Fund raisers are cautiously optimistic about receiving more multimillion-dollar gifts and pledges in the coming year, mostly because some parts of the economy appear to be rebounding and some parts have never been weakened by the recession.
For example, officials at Mercy Foundation are upbeat about raising the remainder of the $40-million needed for the new heart center, mainly because of a resilient local real-estate market. Real estate is “as strong today as it was two years ago,” says H. John Shaw III, the foundation’s president. “That’s a big reason why people still feel pretty bullish.”
And despite other pressing needs around the city because of the September terrorist attacks, donors to the $650-million capital campaign at the Metropolitan Museum of Art, in New York, have not requested any extensions or cancellations of pledge payments, says Emily K. Rafferty, senior vice president for external affairs. However, officials are tracking the stock market closely, and the museum will adjust its fund-raising plans if the economy continues to decline. “I can’t say I’m not worried,” she says. “You are seeing a lot of big corporate challenges right now. You see Kmart, Enron, Lucent — the signs are that there is difficulty out there, and that will be reflected in people’s pocketbooks.”
Conservation International, an environmental group in Washington, also has not experienced a dip in gifts or pledges.
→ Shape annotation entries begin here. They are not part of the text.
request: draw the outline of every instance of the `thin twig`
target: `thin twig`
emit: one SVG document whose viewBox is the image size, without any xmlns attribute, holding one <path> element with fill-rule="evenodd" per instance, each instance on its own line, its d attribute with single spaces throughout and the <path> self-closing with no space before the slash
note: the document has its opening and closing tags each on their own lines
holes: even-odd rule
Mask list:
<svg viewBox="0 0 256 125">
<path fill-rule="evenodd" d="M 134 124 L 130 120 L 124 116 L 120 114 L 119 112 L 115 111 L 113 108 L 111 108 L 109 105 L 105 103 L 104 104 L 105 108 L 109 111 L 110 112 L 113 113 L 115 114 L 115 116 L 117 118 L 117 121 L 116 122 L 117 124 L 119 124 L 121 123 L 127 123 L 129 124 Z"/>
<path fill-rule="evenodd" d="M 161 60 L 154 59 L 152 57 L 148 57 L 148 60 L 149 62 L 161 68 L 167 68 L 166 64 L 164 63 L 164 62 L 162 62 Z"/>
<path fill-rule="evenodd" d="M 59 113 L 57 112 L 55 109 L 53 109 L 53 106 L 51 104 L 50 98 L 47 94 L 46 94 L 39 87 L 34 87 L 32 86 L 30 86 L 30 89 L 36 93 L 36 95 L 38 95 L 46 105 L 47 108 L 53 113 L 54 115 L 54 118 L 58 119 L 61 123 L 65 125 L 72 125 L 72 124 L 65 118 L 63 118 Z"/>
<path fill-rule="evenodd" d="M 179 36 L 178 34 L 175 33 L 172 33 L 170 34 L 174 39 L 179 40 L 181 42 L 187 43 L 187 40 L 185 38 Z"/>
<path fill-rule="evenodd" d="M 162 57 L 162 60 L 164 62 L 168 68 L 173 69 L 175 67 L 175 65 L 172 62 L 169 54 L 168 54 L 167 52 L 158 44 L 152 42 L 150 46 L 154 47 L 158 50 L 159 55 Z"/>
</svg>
In fact, the group just received its largest donation, a series of grants totaling $261-million, from the Gordon and Betty Moore Foundation, to be paid over 10 years. Still the group, which depends heavily on big gifts from individuals and foundations, is looking beyond loyal donors like Mr. Moore for support.
“We definitely feel a more acute need to bring in new donors and keep the donor pool growing,” says Ann Nichols, vice president of development. “It’s not that we wouldn’t be doing that anyway, but it has a heightened intensity, because of the economy.”
Other fund raisers believe donors who make multimillion- or even billion-dollar gifts stay somewhat insulated from the economy’s ups and downs. “There’s obviously some effect because of 9/11 and the economy and the uncertainties that that generates,” says Van Zandt Williams, vice president for development at Princeton University, in New Jersey. But, he adds, the people capable of giving large gifts “are still quite approachable.”
Two gifts on the list were specifically motivated by the September 11 terrorist attacks.
David and Cheryl Duffield contributed $1-million to the Families of Freedom Scholarship Fund, in St. Peter, Minn., which was created to provide education assistance for financially needy families of victims. Leon Levy, a retired general partner of a New York hedge fund and a trustee of Bard College, in Annandale-on-Hudson, N.Y., pledged and paid a total of $50-million to the college. His gift was the largest among all the trustees, who pledged a total of $120-million to the college to nearly double its endowment. The gifts were spurred by the events of September 11, and a determination not to let their commitment to the institution wane, said Leon Botstein, president of the college, in a written statement.
How the List Was Compiled
Donors are under no obligation to report the amount they provide to charities to the public, so the information for The Chronicle’s list was compiled from numerous sources. Many of the gifts were drawn from those that appeared in The Chronicle over the past year. Such gifts usually are reported by the organizations that received them.
The Chronicle’s list is not a comprehensive summary of all large donations made in 2001. For example, gifts do not appear if they were made anonymously. In addition, gifts that donors make from their family foundations generally are not counted to avoid including donations twice — when the donor gives money to a foundation and when he or she decides where it should go.